China’s central bank lowered the amount of foreign exchange that banks maintain as reserves, in an attempt to combat the weakness of the yuan, after unveiling measures to revive the property market this week.
Also on Friday, major banks in China lowered the interest rates on yuan deposits of various maturities by 10-20 basis points. This is expected to make room for further reduction in lending rates that could boost the property market.
Reports suggested that the government is planning more measures to support the property market that is reeling under debt.
The People’s Bank of China is set to cut the required reserve ratio, or RRR, for foreign exchange deposits by 200 basis points to 4 percent with effect from September 15, the bank said Friday.
The measure is set to release $16.4 billion foreign exchange into the market. This is one of the tools adopted to defend the yuan.

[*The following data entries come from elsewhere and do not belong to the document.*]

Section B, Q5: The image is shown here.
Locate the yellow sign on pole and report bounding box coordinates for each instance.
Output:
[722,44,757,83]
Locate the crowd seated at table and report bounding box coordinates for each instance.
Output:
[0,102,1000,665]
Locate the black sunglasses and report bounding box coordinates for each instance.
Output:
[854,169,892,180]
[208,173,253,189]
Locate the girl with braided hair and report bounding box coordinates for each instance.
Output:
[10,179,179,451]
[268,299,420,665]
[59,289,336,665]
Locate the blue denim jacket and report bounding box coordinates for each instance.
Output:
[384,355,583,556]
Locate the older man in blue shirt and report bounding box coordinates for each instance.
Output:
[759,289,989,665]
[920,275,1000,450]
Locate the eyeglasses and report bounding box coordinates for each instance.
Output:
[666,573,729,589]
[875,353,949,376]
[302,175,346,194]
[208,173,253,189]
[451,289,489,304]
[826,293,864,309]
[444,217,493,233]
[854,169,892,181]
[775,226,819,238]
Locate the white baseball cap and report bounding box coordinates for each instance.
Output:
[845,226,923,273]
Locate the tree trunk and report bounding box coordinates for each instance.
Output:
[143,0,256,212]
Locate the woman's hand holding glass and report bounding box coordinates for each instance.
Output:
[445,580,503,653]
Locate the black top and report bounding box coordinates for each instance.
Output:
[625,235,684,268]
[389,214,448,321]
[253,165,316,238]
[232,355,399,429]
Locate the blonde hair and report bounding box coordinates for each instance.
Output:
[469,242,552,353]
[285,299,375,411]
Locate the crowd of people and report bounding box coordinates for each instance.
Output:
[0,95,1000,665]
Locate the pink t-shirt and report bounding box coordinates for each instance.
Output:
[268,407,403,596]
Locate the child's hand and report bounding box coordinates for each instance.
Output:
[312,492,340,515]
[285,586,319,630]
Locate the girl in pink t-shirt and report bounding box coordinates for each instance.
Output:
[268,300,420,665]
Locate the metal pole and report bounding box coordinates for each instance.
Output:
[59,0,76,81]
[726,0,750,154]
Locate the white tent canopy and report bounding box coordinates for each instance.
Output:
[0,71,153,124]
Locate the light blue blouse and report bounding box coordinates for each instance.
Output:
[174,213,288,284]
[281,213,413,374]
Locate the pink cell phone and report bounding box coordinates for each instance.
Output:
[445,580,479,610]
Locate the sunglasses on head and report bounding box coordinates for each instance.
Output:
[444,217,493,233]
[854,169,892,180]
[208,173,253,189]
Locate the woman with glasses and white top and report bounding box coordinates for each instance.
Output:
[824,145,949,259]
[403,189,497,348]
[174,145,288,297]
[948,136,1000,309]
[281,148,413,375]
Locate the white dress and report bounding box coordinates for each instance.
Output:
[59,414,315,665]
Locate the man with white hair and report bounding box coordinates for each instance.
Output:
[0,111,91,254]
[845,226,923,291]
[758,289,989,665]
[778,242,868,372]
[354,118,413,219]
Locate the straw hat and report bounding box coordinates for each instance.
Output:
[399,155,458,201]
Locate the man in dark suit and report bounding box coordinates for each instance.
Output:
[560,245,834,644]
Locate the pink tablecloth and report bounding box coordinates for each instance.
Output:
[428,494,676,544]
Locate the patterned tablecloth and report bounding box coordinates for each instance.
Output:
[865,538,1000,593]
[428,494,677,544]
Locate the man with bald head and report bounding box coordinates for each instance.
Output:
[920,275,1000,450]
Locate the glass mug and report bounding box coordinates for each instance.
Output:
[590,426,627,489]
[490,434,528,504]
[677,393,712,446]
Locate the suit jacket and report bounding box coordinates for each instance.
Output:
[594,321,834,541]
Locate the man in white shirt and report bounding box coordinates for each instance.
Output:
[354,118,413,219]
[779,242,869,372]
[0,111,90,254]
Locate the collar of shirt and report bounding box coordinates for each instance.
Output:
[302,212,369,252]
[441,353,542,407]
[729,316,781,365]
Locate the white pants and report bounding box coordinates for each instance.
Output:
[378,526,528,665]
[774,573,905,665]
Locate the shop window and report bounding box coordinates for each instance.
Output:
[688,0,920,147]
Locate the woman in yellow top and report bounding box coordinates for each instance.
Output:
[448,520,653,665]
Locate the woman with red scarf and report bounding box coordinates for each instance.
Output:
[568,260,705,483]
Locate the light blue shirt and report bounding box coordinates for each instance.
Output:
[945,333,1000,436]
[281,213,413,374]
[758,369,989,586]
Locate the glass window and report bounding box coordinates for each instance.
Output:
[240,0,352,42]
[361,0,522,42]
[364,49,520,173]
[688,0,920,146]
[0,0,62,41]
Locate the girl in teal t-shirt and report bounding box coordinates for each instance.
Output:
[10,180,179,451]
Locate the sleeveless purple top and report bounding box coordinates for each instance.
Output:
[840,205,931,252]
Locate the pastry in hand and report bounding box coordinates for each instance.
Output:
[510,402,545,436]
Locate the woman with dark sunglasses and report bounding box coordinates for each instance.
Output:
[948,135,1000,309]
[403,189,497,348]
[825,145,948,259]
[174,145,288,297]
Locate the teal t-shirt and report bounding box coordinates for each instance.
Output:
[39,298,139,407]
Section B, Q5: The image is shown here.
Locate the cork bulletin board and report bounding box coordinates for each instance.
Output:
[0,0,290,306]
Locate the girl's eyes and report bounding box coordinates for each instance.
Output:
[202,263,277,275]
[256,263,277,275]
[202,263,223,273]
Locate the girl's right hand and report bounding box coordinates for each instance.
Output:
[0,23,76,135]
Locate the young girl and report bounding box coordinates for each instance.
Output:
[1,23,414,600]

The PBoC had last reduced the forex RRR by a similar 200 basis points in September 2022, in order to curb the weakening of the yuan against the US dollar.
In July, the central bank relaxed its rules allowing companies to borrow more overseas in a bid to support the weakening currency.
On Thursday, the regulators unveiled steps as the property market continued to show signs of meltdown. The minimum mortgage interest rates for first-time homebuyers were lowered and the down payment ratios for mortgages were also reduced.
Regulators also permitted individuals with previous mortgage records to qualify as first-time buyers.
“Most important (and hardest to predict) will be the impact of the moves on wider confidence, especially in the housing market,” economists at Capital Economics said.
“If the latest measures can bring back enough of that demand, then they could kick-off a modest cyclical recovery in homes sales and wider economic activity,” economists added.